Virtual Memory is a storage allocation scheme in which secondary memory can be addressed as though it were part of the main memory. The addresses a program may use to reference memory are distinguished from the addresses the memory system uses to identify physical storage sites and program-generated addresses are translated automatically to the corresponding machine addresses.
The size of virtual storage is limited by the addressing scheme of the computer system and the amount of secondary memory is available not by the actual number of the main storage locations.
It is a technique that is implemented using both hardware and software. It maps memory addresses used by a program, called virtual addresses, into physical addresses in computer memory.
All memory references within a process are logical addresses that are dynamically translated into physical addresses at run time. This means that a process can be swapped in and out of the main memory such that it occupies different places in the main memory at different times during the course of execution.
A process may be broken into a number of pieces and these pieces need not be continuously located in the main memory during execution.
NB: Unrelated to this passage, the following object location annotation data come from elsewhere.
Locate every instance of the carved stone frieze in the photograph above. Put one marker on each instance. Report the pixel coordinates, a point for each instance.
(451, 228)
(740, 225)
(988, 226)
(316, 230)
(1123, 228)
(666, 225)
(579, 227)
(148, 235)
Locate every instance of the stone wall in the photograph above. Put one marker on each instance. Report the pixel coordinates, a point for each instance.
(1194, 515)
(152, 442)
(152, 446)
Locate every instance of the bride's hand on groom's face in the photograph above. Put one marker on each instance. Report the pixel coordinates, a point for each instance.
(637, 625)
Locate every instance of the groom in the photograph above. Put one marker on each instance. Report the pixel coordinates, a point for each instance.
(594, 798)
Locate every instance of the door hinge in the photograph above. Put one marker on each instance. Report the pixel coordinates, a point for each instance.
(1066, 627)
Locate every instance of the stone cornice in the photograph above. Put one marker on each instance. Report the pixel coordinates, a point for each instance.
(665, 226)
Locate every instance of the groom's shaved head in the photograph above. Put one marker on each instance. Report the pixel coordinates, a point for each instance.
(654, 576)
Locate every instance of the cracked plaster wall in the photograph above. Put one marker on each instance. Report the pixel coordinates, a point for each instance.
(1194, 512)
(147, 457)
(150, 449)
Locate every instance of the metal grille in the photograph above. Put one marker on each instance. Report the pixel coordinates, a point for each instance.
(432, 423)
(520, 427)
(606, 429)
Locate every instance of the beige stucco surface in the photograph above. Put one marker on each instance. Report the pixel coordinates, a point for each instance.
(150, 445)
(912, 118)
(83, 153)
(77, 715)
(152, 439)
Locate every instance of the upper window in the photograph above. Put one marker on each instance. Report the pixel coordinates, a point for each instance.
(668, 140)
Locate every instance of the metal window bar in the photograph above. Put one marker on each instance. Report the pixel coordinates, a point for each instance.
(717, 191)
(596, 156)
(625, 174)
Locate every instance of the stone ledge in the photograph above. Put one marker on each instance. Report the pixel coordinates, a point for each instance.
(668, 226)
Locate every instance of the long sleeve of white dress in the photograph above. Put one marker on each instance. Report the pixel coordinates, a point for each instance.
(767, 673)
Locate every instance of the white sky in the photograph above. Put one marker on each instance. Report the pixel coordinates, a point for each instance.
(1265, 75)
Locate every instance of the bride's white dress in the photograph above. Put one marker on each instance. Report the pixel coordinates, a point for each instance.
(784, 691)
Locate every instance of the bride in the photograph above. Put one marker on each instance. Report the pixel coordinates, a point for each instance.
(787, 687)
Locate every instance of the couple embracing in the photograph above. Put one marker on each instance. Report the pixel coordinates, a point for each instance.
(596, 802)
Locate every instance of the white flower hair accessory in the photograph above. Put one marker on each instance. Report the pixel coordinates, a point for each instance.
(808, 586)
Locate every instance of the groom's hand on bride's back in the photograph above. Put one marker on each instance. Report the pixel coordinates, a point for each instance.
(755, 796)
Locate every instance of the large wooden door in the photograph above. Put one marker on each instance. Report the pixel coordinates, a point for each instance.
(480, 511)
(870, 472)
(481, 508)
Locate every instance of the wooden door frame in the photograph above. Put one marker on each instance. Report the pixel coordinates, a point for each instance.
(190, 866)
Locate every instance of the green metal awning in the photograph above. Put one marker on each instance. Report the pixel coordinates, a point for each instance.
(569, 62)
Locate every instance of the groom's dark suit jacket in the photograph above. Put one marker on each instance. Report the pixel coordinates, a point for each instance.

The combination of dynamic run-time address translation and the use of a page or segment table permits this.
If these characteristics are present then, it is not necessary that all the pages or segments are present in the main memory during execution. This means that the required pages need to be loaded into memory whenever required. Virtual memory is implemented using Demand Paging or Demand Segmentation.
The space used for virtual memory on a drive is known as "backing store," or "swap space." In the Windows world, it's usually implemented as a file, known as a "swap file." It's also possible to do this in Linux, but it's much more common to use a dedicated disk partition.
The upshot of virtual memory is that it's possible to run large programs by using more memory than the physical RAM in your machine. Virtual memory also allows developers to create applications without having to know how a computer's memory is organized.
The main downside historically with virtual memory has been that hard drives have been slower than RAM. If a machine doesn't have enough RAM, the system can keep swapping pages in and out endlessly, a process known as "thrashing." This is less of an issue on modern PCs with more RAM and faster SSDs displacing mechanical hard drives, but it's still something to be aware of.